Rachel Alexandra beats the boys (2009) – Her Kentucky Oaks win was the most dominant ever. Still, heading to Baltimore for different connections, Rachel Alexandra was trying to do what no female horse had done for nearly a century. Despite a full field of boys, she was favored to do just that. Not only did the great three-year-old filly get the job done, but she survived a torrid speed duel with a future sprint champion, and then held off a hard charging Kentucky Derby winner, to do it.

Silver Charm and Free House (1997) – Silver Charm and Free House made up the best American racing rivalry since Alydar and Affirmed, and the Preakness was the very best of their eight lifetime meetings. The pair looked each other in the eyeballs down the stretch, instantly making the 1997 edition of the Middle Jewel a classic. In the end, it was the Derby winner moving one step closer to an elusive Triple Crown by winning a tight photo. Throw in the hard charging Captain Bodgit, and the tough luck Touch Gold, and you can see why it was one of the most exciting editions of all.

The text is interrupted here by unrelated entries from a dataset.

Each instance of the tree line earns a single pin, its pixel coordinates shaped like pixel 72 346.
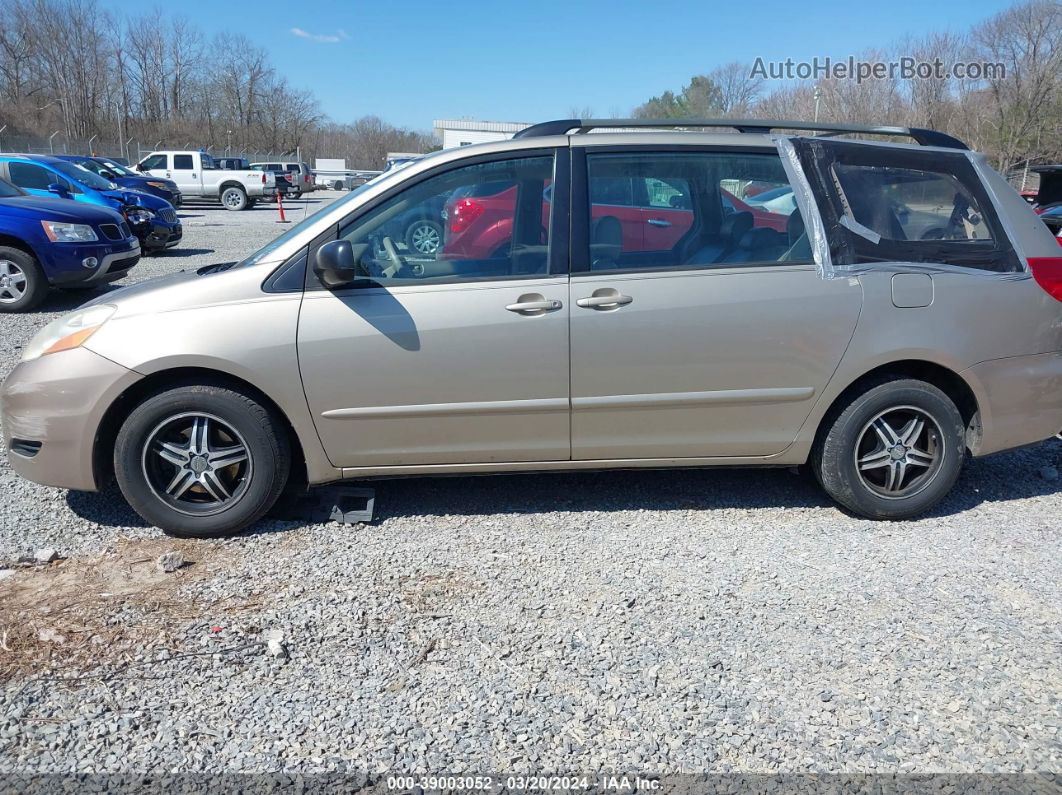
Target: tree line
pixel 1015 117
pixel 75 68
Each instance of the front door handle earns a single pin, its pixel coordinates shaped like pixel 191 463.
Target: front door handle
pixel 534 304
pixel 604 299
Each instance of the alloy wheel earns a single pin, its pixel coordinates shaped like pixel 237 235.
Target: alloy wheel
pixel 197 464
pixel 900 452
pixel 425 238
pixel 12 281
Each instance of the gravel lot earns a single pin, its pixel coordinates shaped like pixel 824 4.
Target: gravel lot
pixel 646 621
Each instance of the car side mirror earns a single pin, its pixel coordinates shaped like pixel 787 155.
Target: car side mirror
pixel 337 262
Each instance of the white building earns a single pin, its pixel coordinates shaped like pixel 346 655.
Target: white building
pixel 455 133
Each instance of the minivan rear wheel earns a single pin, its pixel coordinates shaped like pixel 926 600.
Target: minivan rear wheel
pixel 202 461
pixel 893 452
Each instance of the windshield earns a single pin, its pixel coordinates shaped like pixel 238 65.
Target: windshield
pixel 263 254
pixel 118 168
pixel 82 175
pixel 7 190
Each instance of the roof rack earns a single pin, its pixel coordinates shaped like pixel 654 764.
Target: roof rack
pixel 563 126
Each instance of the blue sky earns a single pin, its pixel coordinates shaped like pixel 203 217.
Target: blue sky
pixel 412 62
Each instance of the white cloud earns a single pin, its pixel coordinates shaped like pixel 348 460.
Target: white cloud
pixel 324 38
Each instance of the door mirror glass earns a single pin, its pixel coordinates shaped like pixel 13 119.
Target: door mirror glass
pixel 337 263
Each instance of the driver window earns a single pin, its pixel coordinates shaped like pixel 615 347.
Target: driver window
pixel 486 221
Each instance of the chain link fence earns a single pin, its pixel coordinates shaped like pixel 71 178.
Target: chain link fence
pixel 132 150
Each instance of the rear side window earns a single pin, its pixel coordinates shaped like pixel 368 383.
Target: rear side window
pixel 910 204
pixel 900 204
pixel 155 161
pixel 689 209
pixel 31 176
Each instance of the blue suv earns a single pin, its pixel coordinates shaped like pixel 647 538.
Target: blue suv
pixel 153 221
pixel 56 242
pixel 165 189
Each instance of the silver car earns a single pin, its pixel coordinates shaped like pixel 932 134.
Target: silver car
pixel 617 299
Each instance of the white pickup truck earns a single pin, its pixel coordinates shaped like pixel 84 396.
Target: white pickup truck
pixel 198 177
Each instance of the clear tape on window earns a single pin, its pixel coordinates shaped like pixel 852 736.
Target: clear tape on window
pixel 928 268
pixel 820 245
pixel 807 207
pixel 980 165
pixel 864 231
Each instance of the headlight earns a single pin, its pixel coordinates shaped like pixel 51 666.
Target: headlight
pixel 68 331
pixel 60 232
pixel 139 214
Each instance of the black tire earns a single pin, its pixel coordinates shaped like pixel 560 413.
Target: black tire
pixel 425 237
pixel 22 282
pixel 884 485
pixel 236 421
pixel 234 199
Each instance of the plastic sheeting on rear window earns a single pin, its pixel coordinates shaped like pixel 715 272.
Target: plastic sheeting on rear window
pixel 875 206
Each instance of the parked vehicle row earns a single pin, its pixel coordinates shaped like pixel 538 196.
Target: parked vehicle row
pixel 153 220
pixel 597 301
pixel 55 242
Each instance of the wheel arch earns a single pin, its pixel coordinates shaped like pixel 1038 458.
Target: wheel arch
pixel 166 379
pixel 15 242
pixel 947 380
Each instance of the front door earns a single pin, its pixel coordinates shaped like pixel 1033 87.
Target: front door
pixel 156 166
pixel 35 179
pixel 460 357
pixel 715 343
pixel 186 173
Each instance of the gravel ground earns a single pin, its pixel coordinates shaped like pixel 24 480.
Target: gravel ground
pixel 723 621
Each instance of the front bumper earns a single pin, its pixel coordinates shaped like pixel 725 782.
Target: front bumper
pixel 1020 399
pixel 112 265
pixel 50 412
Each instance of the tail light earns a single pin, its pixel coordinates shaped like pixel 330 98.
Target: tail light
pixel 464 213
pixel 1047 272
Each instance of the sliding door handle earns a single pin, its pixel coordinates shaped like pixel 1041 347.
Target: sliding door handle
pixel 533 305
pixel 604 301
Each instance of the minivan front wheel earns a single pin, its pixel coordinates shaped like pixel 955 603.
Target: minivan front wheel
pixel 894 451
pixel 202 461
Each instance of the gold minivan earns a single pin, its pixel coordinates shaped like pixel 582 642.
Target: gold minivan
pixel 638 296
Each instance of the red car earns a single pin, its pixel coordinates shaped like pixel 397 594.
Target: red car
pixel 479 220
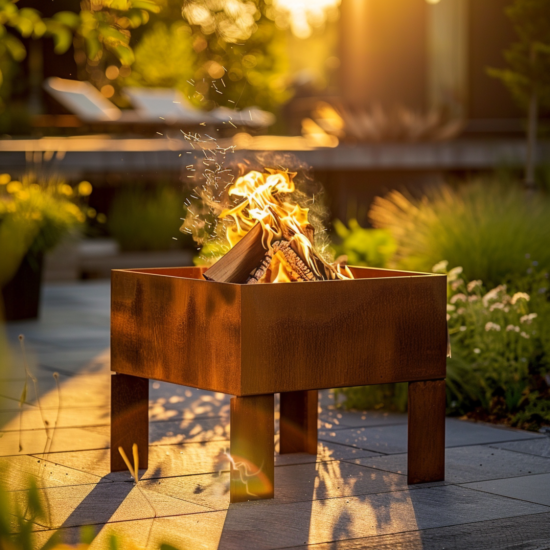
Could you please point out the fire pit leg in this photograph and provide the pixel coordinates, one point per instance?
(129, 419)
(252, 447)
(299, 422)
(426, 456)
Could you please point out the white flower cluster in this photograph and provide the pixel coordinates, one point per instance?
(520, 296)
(528, 318)
(493, 294)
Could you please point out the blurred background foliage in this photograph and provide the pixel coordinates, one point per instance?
(35, 215)
(239, 47)
(147, 219)
(370, 247)
(485, 226)
(499, 297)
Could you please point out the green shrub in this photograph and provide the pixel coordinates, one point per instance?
(500, 365)
(485, 227)
(142, 219)
(371, 247)
(501, 358)
(34, 217)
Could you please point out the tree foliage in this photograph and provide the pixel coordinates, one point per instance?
(230, 53)
(27, 23)
(529, 58)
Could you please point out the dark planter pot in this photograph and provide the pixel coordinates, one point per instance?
(21, 296)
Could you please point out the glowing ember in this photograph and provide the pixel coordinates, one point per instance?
(287, 234)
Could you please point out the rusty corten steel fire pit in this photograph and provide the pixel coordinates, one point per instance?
(253, 341)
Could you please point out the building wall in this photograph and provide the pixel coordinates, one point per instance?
(383, 52)
(422, 54)
(490, 32)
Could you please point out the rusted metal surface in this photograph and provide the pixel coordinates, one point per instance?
(426, 444)
(180, 330)
(129, 419)
(384, 326)
(298, 422)
(252, 447)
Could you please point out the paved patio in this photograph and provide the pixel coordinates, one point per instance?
(354, 495)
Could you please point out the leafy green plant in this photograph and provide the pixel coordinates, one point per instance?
(34, 217)
(528, 73)
(500, 364)
(141, 219)
(164, 58)
(372, 247)
(499, 348)
(484, 226)
(28, 23)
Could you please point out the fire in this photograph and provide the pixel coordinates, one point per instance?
(287, 235)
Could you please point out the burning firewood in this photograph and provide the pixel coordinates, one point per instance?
(271, 238)
(240, 261)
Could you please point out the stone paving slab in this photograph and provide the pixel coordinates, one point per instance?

Secretariat from last to first (1973) – Last, but certainly not least was the greatest of them all. Sandwiched between his track record breaking performance in the Kentucky Derby, and his win for the ages in the Belmont, came this doozy from the incomparable Secretariat. Last into the first turn at Pimlico, Big Red and Ron Turcotte unleashed an early move never seen before or since. Talk about taking over a race early, Secretariat’s last to first move on the Preakness first turn is stuff of legend. It is also now recognized as the fastest Preakness ever after timing malfunctions were finally righted.